La ceremonia inaugural de los Juegos Olímpicos de París no ha dejado indiferente a nadie. La escena más comentada ha sido la parodia de una Última Cena cuyo plato único reunió todos los ingredientes de la despensa woke. Sabedores de que los católicos pondrán su otra mejilla, los organizadores del espectáculo han tenido, no obstante, que pedir disculpas por ofender a quienes ven cómo en la antaño cristianísima nación, en la que arden las agujas catedralicias, se hace mofa de los principales dogmas de la religión que ha contribuido a fraguar la Europa actual. La reinterpretación de la escena bíblica, sin embargo, no es del todo original, pues desde hace más de seis décadas existe un precedente cinematográfico de lo visto sobre las aguas del Sena: la cena que rodó Luis Buñuel en Viridiana, película premiada en Cannes, en la que el cineasta aragonés, inspirado en la pintura de Leonardo da Vinci, congregó a una serie de mendigos. Las semejanzas entre ambas imágenes, sin embargo, no ocultan la evidencia de que, en el caso actual, la mostrada al mundo se ha hecho desde instancias oficiales, mientras que la filmada por Buñuel constituye una más dentro de una obra repleta de elementos religiosos, algunos de los cuales le acarrearon no pocos problemas.

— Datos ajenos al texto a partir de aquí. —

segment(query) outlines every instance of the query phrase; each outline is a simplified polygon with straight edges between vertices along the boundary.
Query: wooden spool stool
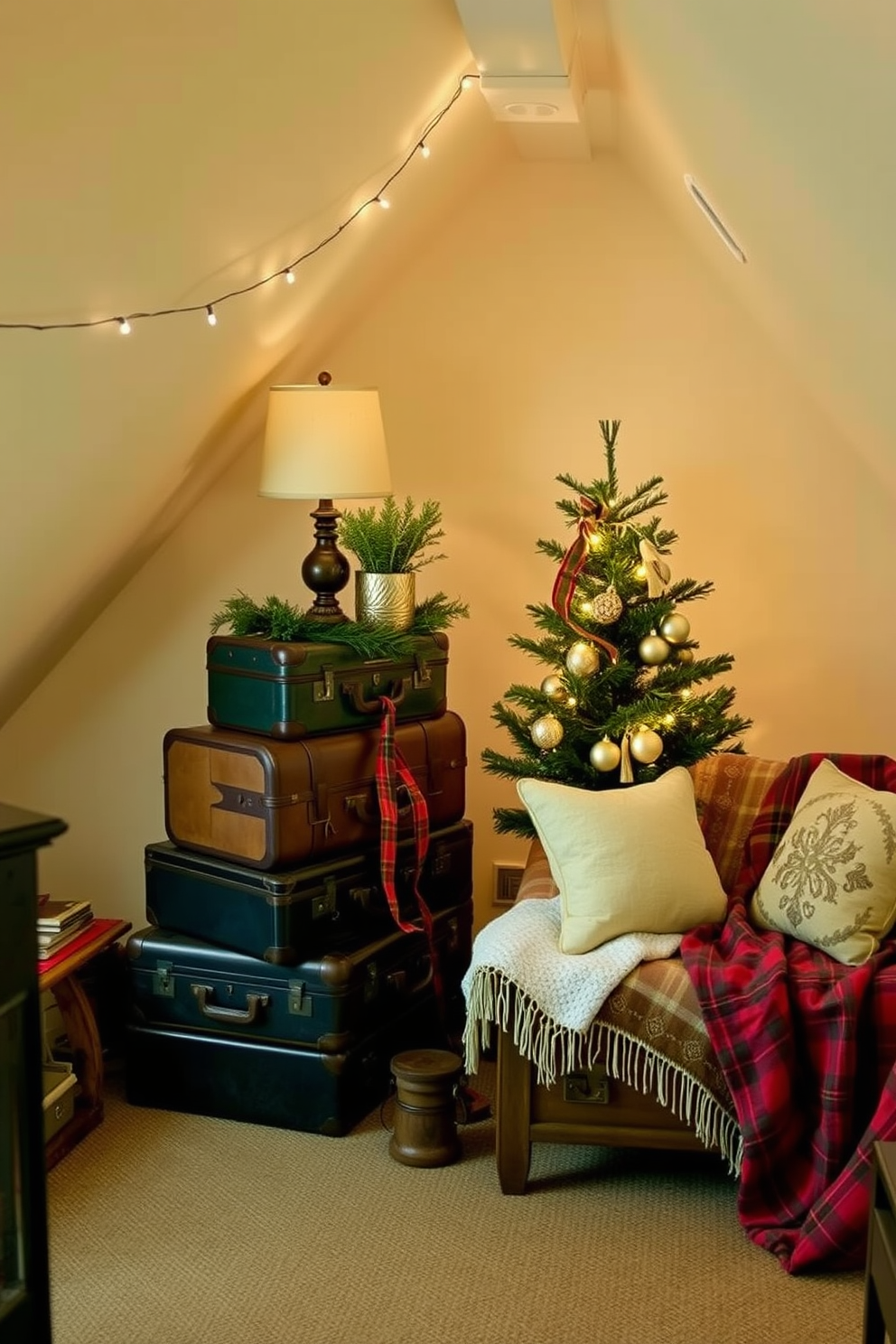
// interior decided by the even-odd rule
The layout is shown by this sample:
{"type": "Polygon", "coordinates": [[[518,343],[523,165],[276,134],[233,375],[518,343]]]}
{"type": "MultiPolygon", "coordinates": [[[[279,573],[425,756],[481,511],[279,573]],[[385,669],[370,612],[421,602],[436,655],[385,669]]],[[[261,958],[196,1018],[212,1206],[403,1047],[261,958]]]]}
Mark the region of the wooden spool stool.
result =
{"type": "Polygon", "coordinates": [[[408,1050],[392,1058],[395,1124],[390,1154],[406,1167],[447,1167],[461,1156],[454,1089],[461,1059],[450,1050],[408,1050]]]}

La apertura de los Juegos Olímpicos de París, los terceros que se celebran allí, muestran a las claras hasta qué punto el mundo woke se identifica con amplios sectores del entramado empresarial de mayor escala, el mismo que sostiene las propias Olimpiadas. La ceremonia, en suma, viene a dar continuidad a campañas publicitarias obsesivamente sexistas y racistas. Los fastos parisinos ofrecen una enorme variedad, un mercado pletórico de perfiles individualistas, singulares, autodeterminados. El Sena, convertido en una pasarela, contrasta, sin embargo, con barrios en los que han desaparecido los lemas revolucionarios evocados por la cabeza de María Antonieta, también exhibida al mundo como un extraño trofeo. Lejos del río, la sharía ha arrumbado muchos de los logros de una sangrieta revolución que dio paso a la famosa grandeza francesa sustentada, en gran medida, en un colonialismo que todavía mantiene el franco CFA.
Los actuales Juegos han desbordado ampliamente el altius, fortius, citius, para servir de escaparate a un extraño carrusel fluvial que, pretendiendo convertirse en una fiesta de la inclusividad, apenas ha podido encubrir la realidad de naciones, pues, de momento, los atletas compiten bajo pabellones nacionales, en las cuales los homosexuales están amenazados de muerte y las mujeres distan mucho de ser iguales en derechos a los varones. Nada de esto, sin embargo, importa a una organización y a unos patrocinadores que adoctrinan moralmente a un público que cuando se aleja de las telepantallas se da de bruces con una realidad mucho más cruda que la representada sobre las barcazas parisinas. Lejos de los focos que iluminaron el río, aparece la verdadera Francia, anticipo del futuro de otras naciones, que en el pecado de su colonialismo lleva su penitencia suburbial.